Your parents/teachers try will tell you from a young age that 'you can do anything if you put your mind to it'. I always knew (ok, hoped and prayed) that I would finish Tough Mudder. Sheer bloody mindedness more than anything would get me through. But the feeling of pride and satisfaction when I crossed the finish line was unprecedented. I did it. I trained for months. Often in the wet, in the cold, before 7am. (Thanks to those of you who follow me on social media for still following despite me being a total gym bore). But it was worth it - I had put my mind and effort to something and achieved everything I had aimed for. That feeling didn't end there... I was riding high on the crest of a confident wave for days and weeks after. When my team won the pub quiz the following week I knew I was unstoppable. Ok so joking aside, the sense of 'what next' was definitely high on my agenda and I wasn't about to put it to waste.
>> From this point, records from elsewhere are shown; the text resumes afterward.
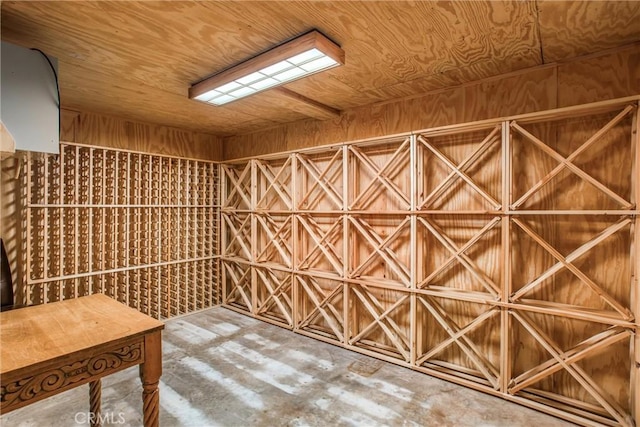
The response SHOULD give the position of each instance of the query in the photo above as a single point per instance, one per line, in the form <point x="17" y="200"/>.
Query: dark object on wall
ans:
<point x="6" y="284"/>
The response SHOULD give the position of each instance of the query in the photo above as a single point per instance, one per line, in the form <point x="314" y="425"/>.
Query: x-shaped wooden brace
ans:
<point x="459" y="255"/>
<point x="277" y="293"/>
<point x="461" y="168"/>
<point x="383" y="176"/>
<point x="381" y="248"/>
<point x="236" y="184"/>
<point x="277" y="238"/>
<point x="275" y="184"/>
<point x="322" y="308"/>
<point x="239" y="283"/>
<point x="567" y="360"/>
<point x="239" y="234"/>
<point x="458" y="336"/>
<point x="566" y="262"/>
<point x="381" y="318"/>
<point x="323" y="243"/>
<point x="321" y="180"/>
<point x="568" y="161"/>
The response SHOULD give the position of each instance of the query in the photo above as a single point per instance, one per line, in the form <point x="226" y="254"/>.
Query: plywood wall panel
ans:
<point x="599" y="78"/>
<point x="112" y="132"/>
<point x="462" y="252"/>
<point x="605" y="76"/>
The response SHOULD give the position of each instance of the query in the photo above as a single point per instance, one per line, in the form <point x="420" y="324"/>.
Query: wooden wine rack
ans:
<point x="501" y="255"/>
<point x="138" y="227"/>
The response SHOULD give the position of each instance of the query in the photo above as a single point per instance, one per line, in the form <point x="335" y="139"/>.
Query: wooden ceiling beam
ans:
<point x="294" y="101"/>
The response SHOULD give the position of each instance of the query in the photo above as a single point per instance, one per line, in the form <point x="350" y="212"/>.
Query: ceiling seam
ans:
<point x="539" y="31"/>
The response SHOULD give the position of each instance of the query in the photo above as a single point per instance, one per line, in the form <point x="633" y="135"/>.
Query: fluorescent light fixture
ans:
<point x="297" y="58"/>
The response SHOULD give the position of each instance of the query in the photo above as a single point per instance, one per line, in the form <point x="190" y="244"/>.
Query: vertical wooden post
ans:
<point x="635" y="267"/>
<point x="345" y="246"/>
<point x="95" y="397"/>
<point x="254" y="236"/>
<point x="150" y="372"/>
<point x="413" y="250"/>
<point x="294" y="241"/>
<point x="29" y="215"/>
<point x="505" y="325"/>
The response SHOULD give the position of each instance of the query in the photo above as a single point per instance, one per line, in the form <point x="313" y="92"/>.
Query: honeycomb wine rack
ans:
<point x="138" y="227"/>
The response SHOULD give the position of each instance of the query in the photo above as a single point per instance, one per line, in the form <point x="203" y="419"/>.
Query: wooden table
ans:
<point x="50" y="348"/>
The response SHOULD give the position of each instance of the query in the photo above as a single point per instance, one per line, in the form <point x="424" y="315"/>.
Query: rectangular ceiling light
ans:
<point x="297" y="58"/>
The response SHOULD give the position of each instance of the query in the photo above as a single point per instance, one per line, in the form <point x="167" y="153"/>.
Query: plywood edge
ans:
<point x="7" y="143"/>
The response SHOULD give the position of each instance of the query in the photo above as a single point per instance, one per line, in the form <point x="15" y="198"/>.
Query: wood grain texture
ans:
<point x="599" y="78"/>
<point x="570" y="29"/>
<point x="31" y="329"/>
<point x="138" y="59"/>
<point x="607" y="76"/>
<point x="464" y="252"/>
<point x="112" y="132"/>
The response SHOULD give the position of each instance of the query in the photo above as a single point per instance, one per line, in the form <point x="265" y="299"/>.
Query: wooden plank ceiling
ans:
<point x="138" y="59"/>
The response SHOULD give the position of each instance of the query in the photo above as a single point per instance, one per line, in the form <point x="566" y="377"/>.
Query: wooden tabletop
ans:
<point x="39" y="333"/>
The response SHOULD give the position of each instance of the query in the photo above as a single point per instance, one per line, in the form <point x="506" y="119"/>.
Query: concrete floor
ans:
<point x="225" y="369"/>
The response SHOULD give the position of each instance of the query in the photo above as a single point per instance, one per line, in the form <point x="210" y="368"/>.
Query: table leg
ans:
<point x="95" y="396"/>
<point x="150" y="372"/>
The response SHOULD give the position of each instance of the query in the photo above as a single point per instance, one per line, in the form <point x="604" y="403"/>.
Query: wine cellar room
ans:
<point x="312" y="213"/>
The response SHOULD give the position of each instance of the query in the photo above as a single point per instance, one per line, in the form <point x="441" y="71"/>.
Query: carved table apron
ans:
<point x="51" y="348"/>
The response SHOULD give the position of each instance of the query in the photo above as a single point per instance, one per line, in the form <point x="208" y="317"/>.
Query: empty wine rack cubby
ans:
<point x="500" y="255"/>
<point x="141" y="228"/>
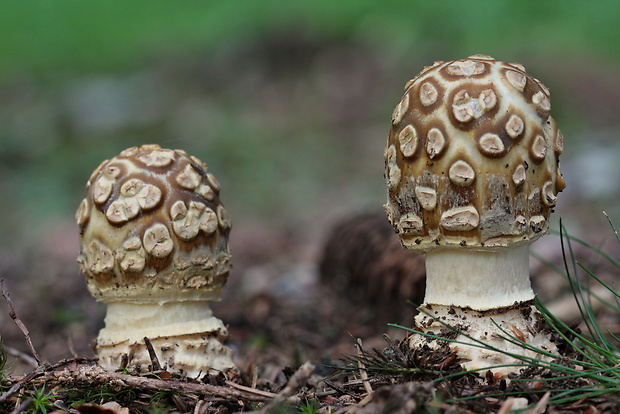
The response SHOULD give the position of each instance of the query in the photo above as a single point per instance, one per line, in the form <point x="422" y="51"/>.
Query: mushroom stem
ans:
<point x="171" y="327"/>
<point x="478" y="279"/>
<point x="137" y="320"/>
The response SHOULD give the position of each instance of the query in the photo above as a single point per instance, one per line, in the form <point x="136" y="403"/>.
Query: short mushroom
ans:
<point x="154" y="248"/>
<point x="473" y="174"/>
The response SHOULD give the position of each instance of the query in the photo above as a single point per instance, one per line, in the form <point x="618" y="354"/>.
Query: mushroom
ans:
<point x="473" y="174"/>
<point x="154" y="248"/>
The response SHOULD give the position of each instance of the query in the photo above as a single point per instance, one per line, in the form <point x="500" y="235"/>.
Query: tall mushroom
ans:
<point x="154" y="248"/>
<point x="472" y="173"/>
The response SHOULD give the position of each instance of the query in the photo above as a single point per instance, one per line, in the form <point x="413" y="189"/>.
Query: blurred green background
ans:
<point x="288" y="103"/>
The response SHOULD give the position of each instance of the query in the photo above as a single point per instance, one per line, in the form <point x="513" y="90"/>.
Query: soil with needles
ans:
<point x="300" y="296"/>
<point x="291" y="351"/>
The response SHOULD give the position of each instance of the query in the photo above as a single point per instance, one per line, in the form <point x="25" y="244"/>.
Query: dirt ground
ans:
<point x="292" y="301"/>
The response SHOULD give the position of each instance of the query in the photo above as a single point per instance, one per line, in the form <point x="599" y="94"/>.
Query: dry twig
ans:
<point x="18" y="322"/>
<point x="152" y="354"/>
<point x="360" y="364"/>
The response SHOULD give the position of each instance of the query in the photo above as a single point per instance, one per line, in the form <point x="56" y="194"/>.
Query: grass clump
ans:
<point x="585" y="370"/>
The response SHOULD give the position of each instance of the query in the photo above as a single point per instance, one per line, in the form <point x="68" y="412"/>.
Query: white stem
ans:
<point x="478" y="279"/>
<point x="131" y="322"/>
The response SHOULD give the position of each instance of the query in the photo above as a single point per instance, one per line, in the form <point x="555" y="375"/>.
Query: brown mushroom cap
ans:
<point x="472" y="157"/>
<point x="152" y="229"/>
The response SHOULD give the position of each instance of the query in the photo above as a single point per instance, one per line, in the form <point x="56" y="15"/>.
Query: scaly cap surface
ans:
<point x="472" y="157"/>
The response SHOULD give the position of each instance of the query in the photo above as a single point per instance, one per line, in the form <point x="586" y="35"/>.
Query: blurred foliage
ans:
<point x="286" y="103"/>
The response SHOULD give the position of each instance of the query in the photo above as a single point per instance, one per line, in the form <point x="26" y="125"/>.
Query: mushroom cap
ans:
<point x="472" y="157"/>
<point x="153" y="229"/>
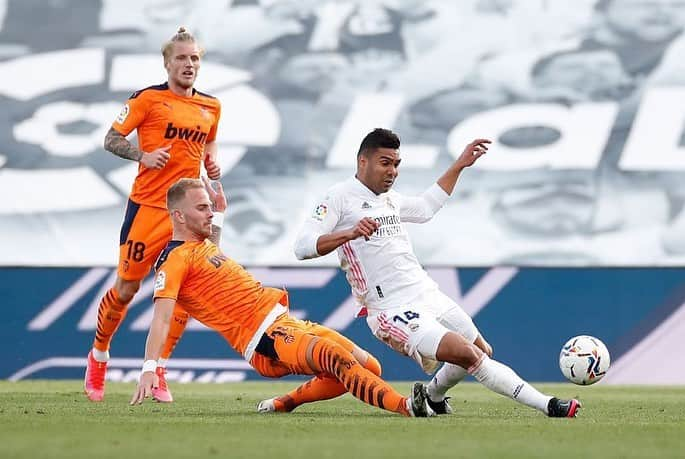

My buzz definitely rubbed off on others with friends and family motivated by my tales of adventure with many signing up for other obstacle runs this year. If me being involved (and boring you with training tweets) has inspired even one person to dust off their trainers / enter into an event / push themselves a little bit further than before, then this would be the as satisfying an achievement.
Did I learn anything else?
Raising £962 for charity feels really good. Thank you to everyone who sponsored me.
People notice the details. (Yes I coordinated my nail varnish with the Tough Mudder team colours). No reason why I couldn't bring a bit of glamour to the operation right?
|The face of a nearly broken but very happy lady. And not a nail out of place ;)|
Find out what challenges I've set myself for 2013 in my post coming soon... but would I do it again? Hell yes.
I'd love to know if you've ever taken part in any obstacle runs or if you're taking on any new challenges this year?